OPM did an accountability review and determined that she initially received a wrongful appointment because her agency’s HR department made a big mistake in rating her under a Category A rating process. She has requested copies of all of this material concerning her initial rating and ranking, but her agency has yet to turn over to her any material or the correspondence with OPM surrounding their findings, and her status.
OPM determined this to be an illegal appointment because they determined that she should not have been in Category A. Again, she is entirely blameless in this finding, which by the way took her agency several years to let her know this. God only knows what was occurring in the intervening years, but OPM’s regulations state that she cannot be given credit for her prior years of service and enjoy the fruits of her prior labor because this was an illegal appointment.
The outcome to this fiasco has good news, and news that is yet to be determined. As a part of the corrective process, her agency was to re-announce her position and she would have to re-apply, and if she were within reach her alleged illegal appointment could be converted to a “new” appointment.
That step has been accomplished, and she has now been re-appointed. The news that is still pending is whether her prior years of service will count. Her agency in mid-June did request a variance from OPM’s acting director. The results of this request are pending.
In the opinion of this writer, OPM should recognize that failure to grant this request would only add a further injustice upon a person who is innocent of any wrong-doing. More to be learned.
In May, 2016 she filed a FOIA and Privacy Act request with her agency for all of the records behind her situation. Her FOIA/Privacy Act request was assigned acknowledged as being received on 10 June, sometime later than the actual submission, and assigned a tracking number. On 27 June 2016 she was notified by email that under 15 CFR 4.24(d) she would need to submit notarized proof that she is indeed the person making the request.

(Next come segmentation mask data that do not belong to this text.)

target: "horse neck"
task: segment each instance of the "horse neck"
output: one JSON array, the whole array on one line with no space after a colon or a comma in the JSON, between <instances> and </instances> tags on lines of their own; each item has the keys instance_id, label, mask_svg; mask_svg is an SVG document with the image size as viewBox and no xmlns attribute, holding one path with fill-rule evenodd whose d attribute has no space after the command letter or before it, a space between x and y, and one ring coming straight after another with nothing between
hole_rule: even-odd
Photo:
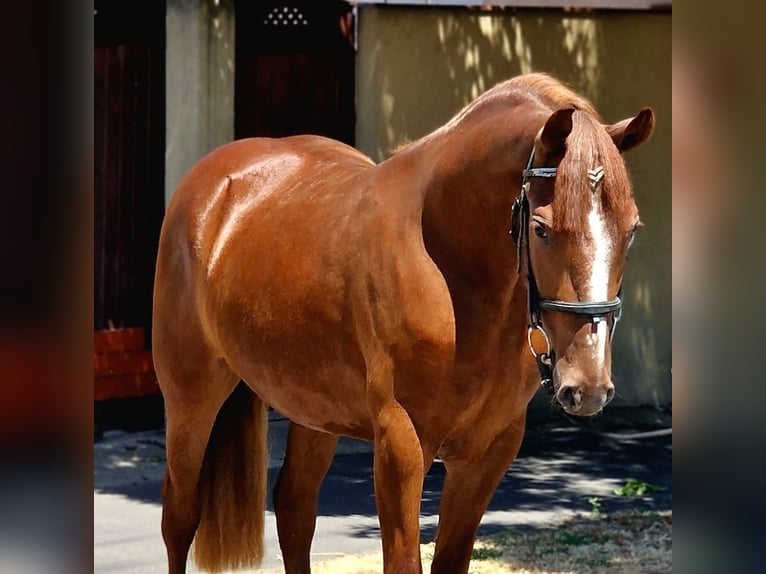
<instances>
[{"instance_id":1,"label":"horse neck","mask_svg":"<svg viewBox=\"0 0 766 574\"><path fill-rule=\"evenodd\" d=\"M511 209L545 117L519 106L506 112L502 123L486 118L423 146L422 161L433 166L424 196L423 236L453 298L482 292L485 300L510 299L519 277L509 235Z\"/></svg>"}]
</instances>

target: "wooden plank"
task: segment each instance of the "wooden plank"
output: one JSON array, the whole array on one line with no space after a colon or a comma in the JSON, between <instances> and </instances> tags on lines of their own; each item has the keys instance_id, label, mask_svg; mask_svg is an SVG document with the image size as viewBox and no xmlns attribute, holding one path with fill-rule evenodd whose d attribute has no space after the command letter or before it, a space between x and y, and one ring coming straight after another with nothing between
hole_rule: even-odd
<instances>
[{"instance_id":1,"label":"wooden plank","mask_svg":"<svg viewBox=\"0 0 766 574\"><path fill-rule=\"evenodd\" d=\"M95 71L93 75L93 287L94 287L94 321L96 326L105 326L106 301L106 246L104 238L107 227L106 193L107 188L107 153L109 141L107 101L109 97L109 82L107 81L108 53L103 47L95 49Z\"/></svg>"},{"instance_id":2,"label":"wooden plank","mask_svg":"<svg viewBox=\"0 0 766 574\"><path fill-rule=\"evenodd\" d=\"M165 3L94 9L94 327L151 328L164 213Z\"/></svg>"},{"instance_id":3,"label":"wooden plank","mask_svg":"<svg viewBox=\"0 0 766 574\"><path fill-rule=\"evenodd\" d=\"M131 375L154 371L151 351L98 353L93 359L93 376Z\"/></svg>"},{"instance_id":4,"label":"wooden plank","mask_svg":"<svg viewBox=\"0 0 766 574\"><path fill-rule=\"evenodd\" d=\"M135 373L132 375L113 375L99 377L95 381L93 399L125 399L159 394L160 387L154 372Z\"/></svg>"},{"instance_id":5,"label":"wooden plank","mask_svg":"<svg viewBox=\"0 0 766 574\"><path fill-rule=\"evenodd\" d=\"M96 354L142 351L144 343L144 330L140 327L96 331L93 334L93 349Z\"/></svg>"}]
</instances>

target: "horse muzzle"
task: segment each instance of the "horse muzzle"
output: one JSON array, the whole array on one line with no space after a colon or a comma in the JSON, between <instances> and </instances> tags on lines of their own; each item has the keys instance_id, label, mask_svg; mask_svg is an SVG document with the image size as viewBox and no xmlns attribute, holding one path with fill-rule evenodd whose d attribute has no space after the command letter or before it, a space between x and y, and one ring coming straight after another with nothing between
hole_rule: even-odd
<instances>
[{"instance_id":1,"label":"horse muzzle","mask_svg":"<svg viewBox=\"0 0 766 574\"><path fill-rule=\"evenodd\" d=\"M558 377L554 375L554 378ZM562 378L563 382L556 389L556 401L571 415L595 415L614 398L614 384L609 379L605 382L595 382Z\"/></svg>"}]
</instances>

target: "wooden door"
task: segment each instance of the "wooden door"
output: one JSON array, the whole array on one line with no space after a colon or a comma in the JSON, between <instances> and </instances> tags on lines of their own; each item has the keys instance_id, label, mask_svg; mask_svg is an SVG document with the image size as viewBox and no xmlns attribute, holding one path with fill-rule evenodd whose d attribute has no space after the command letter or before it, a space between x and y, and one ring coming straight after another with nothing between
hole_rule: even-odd
<instances>
[{"instance_id":1,"label":"wooden door","mask_svg":"<svg viewBox=\"0 0 766 574\"><path fill-rule=\"evenodd\" d=\"M158 391L147 349L164 213L165 7L96 0L94 8L94 329L137 330L141 340L112 349L119 357L96 356L98 400ZM101 392L99 377L117 376L127 383L110 379L103 388L112 390Z\"/></svg>"},{"instance_id":2,"label":"wooden door","mask_svg":"<svg viewBox=\"0 0 766 574\"><path fill-rule=\"evenodd\" d=\"M354 13L340 0L236 4L235 136L354 143Z\"/></svg>"}]
</instances>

While the cited section does exist and can provide for such a requirement, this is the first time in my experience (having previously served as a regional FOIA officer for approximately 18 years) that this has been invoked, especially for an employee who is well known to her agency. The 20-day clock to respond begins upon receipt of a proper request. In other words, this is nothing more than bureaucratic claptrap designed to buy time by her agency, and to delay their response even more.
For an Administration that has preached transparency throughout all of government, to put her through such a demand is only designed to frustrate her even more. The original FOIA Act was passed with the Congressional intent to disclose, unless one of the exemptions clearly and demonstratively apply.

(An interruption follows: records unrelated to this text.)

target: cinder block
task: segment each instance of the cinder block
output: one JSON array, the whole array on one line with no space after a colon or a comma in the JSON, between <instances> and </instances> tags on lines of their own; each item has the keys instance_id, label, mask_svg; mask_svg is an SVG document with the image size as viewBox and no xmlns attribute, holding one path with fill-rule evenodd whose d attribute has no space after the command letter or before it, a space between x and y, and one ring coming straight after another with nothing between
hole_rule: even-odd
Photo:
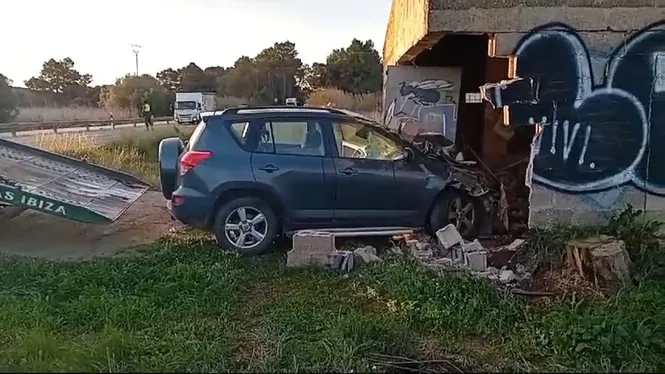
<instances>
[{"instance_id":1,"label":"cinder block","mask_svg":"<svg viewBox=\"0 0 665 374\"><path fill-rule=\"evenodd\" d=\"M328 265L335 253L335 237L329 232L299 231L293 235L293 249L286 258L286 266Z\"/></svg>"},{"instance_id":2,"label":"cinder block","mask_svg":"<svg viewBox=\"0 0 665 374\"><path fill-rule=\"evenodd\" d=\"M464 254L465 265L473 271L487 270L487 252L479 251Z\"/></svg>"},{"instance_id":3,"label":"cinder block","mask_svg":"<svg viewBox=\"0 0 665 374\"><path fill-rule=\"evenodd\" d=\"M460 235L453 224L439 229L436 232L436 237L445 249L450 249L453 246L462 243L462 235Z\"/></svg>"},{"instance_id":4,"label":"cinder block","mask_svg":"<svg viewBox=\"0 0 665 374\"><path fill-rule=\"evenodd\" d=\"M484 251L485 248L483 248L483 245L480 244L478 239L474 239L472 242L469 243L462 242L462 250L464 251L464 253L471 253L471 252Z\"/></svg>"}]
</instances>

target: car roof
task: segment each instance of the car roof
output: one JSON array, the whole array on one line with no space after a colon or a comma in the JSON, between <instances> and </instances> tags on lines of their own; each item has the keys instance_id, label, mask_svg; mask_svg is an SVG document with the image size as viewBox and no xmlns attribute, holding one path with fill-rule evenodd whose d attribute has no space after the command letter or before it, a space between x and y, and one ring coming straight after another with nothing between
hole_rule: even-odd
<instances>
[{"instance_id":1,"label":"car roof","mask_svg":"<svg viewBox=\"0 0 665 374\"><path fill-rule=\"evenodd\" d=\"M233 120L243 120L243 119L255 119L261 118L266 115L271 117L287 117L289 115L303 115L303 114L312 114L316 113L322 117L330 118L344 118L352 119L357 122L361 122L365 125L372 126L378 131L383 132L384 135L390 134L395 138L398 138L400 141L405 141L397 132L389 129L386 126L381 125L377 121L361 114L347 109L339 109L328 106L240 106L233 107L224 110L216 110L210 112L201 113L201 118L204 121L207 121L210 117L220 117L220 118L229 118Z\"/></svg>"},{"instance_id":2,"label":"car roof","mask_svg":"<svg viewBox=\"0 0 665 374\"><path fill-rule=\"evenodd\" d=\"M327 106L306 106L306 107L293 107L293 106L240 106L224 110L216 110L201 113L202 118L208 117L242 117L242 116L261 116L261 115L275 115L286 116L293 114L320 114L320 115L337 115L348 116L354 119L361 119L364 121L374 122L372 119L350 110L338 109Z\"/></svg>"}]
</instances>

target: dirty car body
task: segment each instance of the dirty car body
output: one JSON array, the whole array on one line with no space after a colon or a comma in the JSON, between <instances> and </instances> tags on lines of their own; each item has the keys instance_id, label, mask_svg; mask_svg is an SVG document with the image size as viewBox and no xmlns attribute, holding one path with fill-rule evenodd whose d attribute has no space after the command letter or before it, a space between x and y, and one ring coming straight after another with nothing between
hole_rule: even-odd
<instances>
[{"instance_id":1,"label":"dirty car body","mask_svg":"<svg viewBox=\"0 0 665 374\"><path fill-rule=\"evenodd\" d=\"M474 235L489 190L414 144L334 108L227 109L186 145L160 143L162 190L174 219L245 253L302 229L436 230L456 214Z\"/></svg>"}]
</instances>

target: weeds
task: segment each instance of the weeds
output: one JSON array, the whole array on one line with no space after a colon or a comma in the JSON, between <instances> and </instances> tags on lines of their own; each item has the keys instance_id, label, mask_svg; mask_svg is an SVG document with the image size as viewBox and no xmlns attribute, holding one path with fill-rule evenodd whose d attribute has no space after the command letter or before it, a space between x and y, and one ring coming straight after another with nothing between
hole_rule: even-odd
<instances>
[{"instance_id":1,"label":"weeds","mask_svg":"<svg viewBox=\"0 0 665 374\"><path fill-rule=\"evenodd\" d=\"M369 117L380 117L381 93L353 95L337 88L324 88L310 93L307 103L317 106L332 104L337 108L346 108L367 113Z\"/></svg>"},{"instance_id":2,"label":"weeds","mask_svg":"<svg viewBox=\"0 0 665 374\"><path fill-rule=\"evenodd\" d=\"M0 371L382 371L387 356L471 371L665 369L655 280L532 303L401 258L341 277L285 268L282 252L220 252L201 234L142 250L2 257Z\"/></svg>"},{"instance_id":3,"label":"weeds","mask_svg":"<svg viewBox=\"0 0 665 374\"><path fill-rule=\"evenodd\" d=\"M565 256L566 244L574 239L593 235L608 235L623 240L640 279L665 275L665 253L662 249L662 222L648 220L644 211L628 204L623 211L610 217L605 226L556 226L549 230L534 230L522 257L536 271L559 269Z\"/></svg>"},{"instance_id":4,"label":"weeds","mask_svg":"<svg viewBox=\"0 0 665 374\"><path fill-rule=\"evenodd\" d=\"M192 129L158 128L154 132L136 136L125 133L112 144L103 144L94 135L84 132L42 134L37 146L65 156L85 159L90 163L133 174L159 188L157 153L159 142L167 137L186 139Z\"/></svg>"},{"instance_id":5,"label":"weeds","mask_svg":"<svg viewBox=\"0 0 665 374\"><path fill-rule=\"evenodd\" d=\"M148 175L170 135L51 149ZM2 256L0 371L367 372L389 370L376 357L393 356L467 371L664 371L658 229L629 207L604 227L532 232L527 257L538 269L560 266L567 241L595 234L623 239L638 268L617 295L542 302L403 258L347 277L288 269L283 253L238 257L200 234L81 263Z\"/></svg>"},{"instance_id":6,"label":"weeds","mask_svg":"<svg viewBox=\"0 0 665 374\"><path fill-rule=\"evenodd\" d=\"M622 239L641 278L665 279L665 251L661 229L663 222L647 220L642 210L632 205L615 214L603 233Z\"/></svg>"}]
</instances>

FOIA requesters generally do not have to justify or explain their reasons for making requests. The why is important in two circumstances:
- When expedited processing is requested or
- When a fee waiver is requested
In the interest of fairness and justice on behalf of a valued employee, I am sure that a reasonable person would conclude that an expedited response should take place, especially since her agency kept her in the dark for nearly four years.
All of this is taking place at a time when federal agencies should be doing everything in its power to recruit and retain a younger workforce. The results of a 2015 Partnership for Public Service study conducted by the Office of Personnel Management painted a grim future for the federal workforce. During the five years from 2010 to 2015 the percentage of federal employees under age 30 dropped nearly three percentage points to 6.6 percent, and the percentage of the federal workforce under age 25 declined from two percent to 0.92 percent.
As more and more of the baby boomers are expected to retire in the near future, these divergent tracks are not good. For millennials, the desire to stay in the federal workforce has motivated the desire to develop their skills, the aspiration to see that their efforts will make a difference, and the ability to see opportunities for future growth. The reality of tight budgets, pay freezes, Congressional attacks on benefits, a private sector sniping at allegedly over paid civil servants, and complacency among the older workers has not inspired the younger generation to view government as a valued employer to want to remain for a career.
If there is any shining moment that her agency has done right, it is that they have done nothing to adversely affect her leave balances, service computation date, etc., until OPM renders a decision on their request for a variance. Is there little wonder that a bright, young and motivated person has been subjected to needless stress that I am sure has made her wonder why am I still working for the federal government?
OPM and her agency has a huge opportunity to make things right by her, and to start to restore her faith that public service is an honorable career. Regulations are created by people, and waivers in the interest of good faith, and fair play when a wrong occurs can be made by the very same individuals who are there to protect the merit principles.
How this play will end is yet to be written, but as a former human resources officer, I know what has been done to date appears more like a case study in what not to do. We shall see.